Após desmatamento recorde no bioma e embates entre proprietários rurais e ambientalistas, o governo conseguiu consenso entre os grupos opostos e aprovou a proposta que vai reorganizar a ocupação no bioma.

Agora o texto vai ser analisado pela redação final da Alems e enviado para sanção do governador Eduardo Riedel. Ainda em primeira votação, foram aprovadas cinco emendas que fizeram com que o projeto fosse encaminhado para a redação final, o que vai necessitar de mais uma votação na próxima semana.

No entanto, a expectativa é de que, no mesmo dia em que passar pela Alems, o projeto da Lei do Pantanal seja de fato sancionado pelo governador.

Ao Correio do Estado, o diretor-presidente do Instituto Homem Pantaneiro (IHP), Angelo Rabelo, afirmou que a criação de uma lei específica para o bioma é fundamental para o equilíbrio entre a proteção e a conservação da natureza local e a produção econômica.

"Ela [Lei do Pantanal] traz uma abordagem que primeiro assegura o equilíbrio entre a proteção e a conservação do bioma e a produção. Ela vai, por meio principalmente do Fundo Clima [Pantanal], criar oportunidade de valorar e pagar pelas boas práticas. Então, isso é um mecanismo que o mundo vem adotando, por meio da inteligência e da abordagem técnica do que chama pagamento de serviços ambientais", esclareceu o ambientalista.

De acordo com o diretor-presidente do IHP, mesmo sem a sanção, as mudanças em termos de preservação do Pantanal, justamente em virtude do projeto, já podem ser perceptíveis.

"Eu diria que ela [nova legislação] já é perceptível. Nós tínhamos atividades sendo executadas de maneira irresponsável, exigindo um esforço muito grande dos órgãos de fiscalização, especialmente da Polícia Militar Ambiental, e que agora a gente consegue, a partir desse freio que foi colocado quando o governador suspendeu [as atividades], retomar de uma maneira mais responsável e inteligente", pontuou Rabelo.

No cenário político sul-mato-grossense, o deputado estadual Pedrossian Neto (PSD) destacou os avanços significativos na discussão sobre a nova lei ambiental, que visa equilibrar a preservação do Pantanal com as atividades econômicas da região.

"O governador do Estado, Eduardo Riedel, enviou um projeto de lei equilibrado, pactuado com diversos segmentos da nossa sociedade. [Foi] ouvida a Famasul, a Acrissul, ou seja, os produtores rurais, o pantaneiro, aqueles que estão há muitos anos dentro do bioma Pantanal produzindo, respeitando o meio ambiente e conversando também com aqueles que estão na defesa ambiental", disse.

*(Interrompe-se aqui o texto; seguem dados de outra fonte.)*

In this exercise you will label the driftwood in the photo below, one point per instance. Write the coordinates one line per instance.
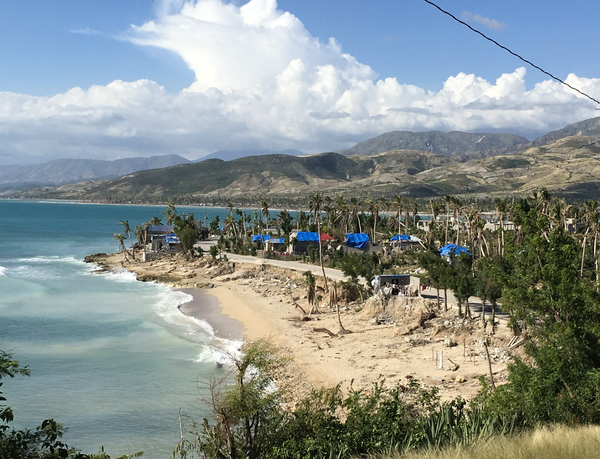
(324, 330)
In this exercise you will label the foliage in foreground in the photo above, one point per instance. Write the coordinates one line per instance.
(253, 418)
(557, 442)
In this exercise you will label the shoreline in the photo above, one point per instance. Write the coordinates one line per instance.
(380, 340)
(206, 307)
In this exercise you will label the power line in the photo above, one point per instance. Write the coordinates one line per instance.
(511, 52)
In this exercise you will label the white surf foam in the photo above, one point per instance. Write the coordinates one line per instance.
(214, 349)
(121, 275)
(50, 259)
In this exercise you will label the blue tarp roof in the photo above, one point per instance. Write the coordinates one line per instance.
(172, 239)
(160, 228)
(452, 248)
(307, 236)
(400, 237)
(261, 237)
(358, 240)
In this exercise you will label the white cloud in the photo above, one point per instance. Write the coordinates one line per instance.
(84, 31)
(487, 22)
(262, 81)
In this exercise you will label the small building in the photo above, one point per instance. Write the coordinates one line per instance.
(304, 240)
(276, 244)
(453, 249)
(397, 284)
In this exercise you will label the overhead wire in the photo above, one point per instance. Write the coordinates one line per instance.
(511, 52)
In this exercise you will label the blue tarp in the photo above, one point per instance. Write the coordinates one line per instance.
(261, 237)
(172, 239)
(452, 248)
(357, 240)
(160, 228)
(307, 236)
(401, 237)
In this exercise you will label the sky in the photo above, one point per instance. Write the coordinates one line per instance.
(110, 79)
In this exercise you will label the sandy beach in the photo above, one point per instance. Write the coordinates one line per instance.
(384, 339)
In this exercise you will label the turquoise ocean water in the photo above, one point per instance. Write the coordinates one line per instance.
(111, 358)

O deputado destacou a importância de não aplicar os mesmos critérios da Reserva Legal da Amazônia ao Pantanal, respeitando suas características específicas.

"Eu acho que é importante considerar que existe um risco do governo federal, por meio do Conama [Conselho Nacional do Meio Ambiente], de tomar uma decisão administrativa que teria um impacto muito negativo para o Estado, de equivaler a proteção do Pantanal àquilo que é referente à Amazônia, ou seja, com os mesmos critérios de porcentagem da reserva legal [de lá]", enfatizou.

Pedrossian Neto ressaltou que o projeto do governador não altera os porcentuais de reserva legal, supressão de mata nativa ou pastagem implantada. No entanto, a nova legislação introduz regras específicas, como a exigência de um Estudo de Impacto Ambiental (EIA) para supressões acima de 500 hectares.

O parlamentar salientou a distinção entre o Pantanal Alto e Baixo, permitindo o desenvolvimento agrícola em áreas que não têm características próprias do bioma.

LEI DO PANTANAL

A proposta que institui a Lei do Pantanal traz uma série de regulamentações destinadas a promover a preservação do bioma e, ao mesmo tempo, a permitir o desenvolvimento sustentável da região. Entre as principais medidas, têm destaque as restrições a cultivos comerciais, a criação de um Fundo do Pantanal e as limitações para supressão de vegetação.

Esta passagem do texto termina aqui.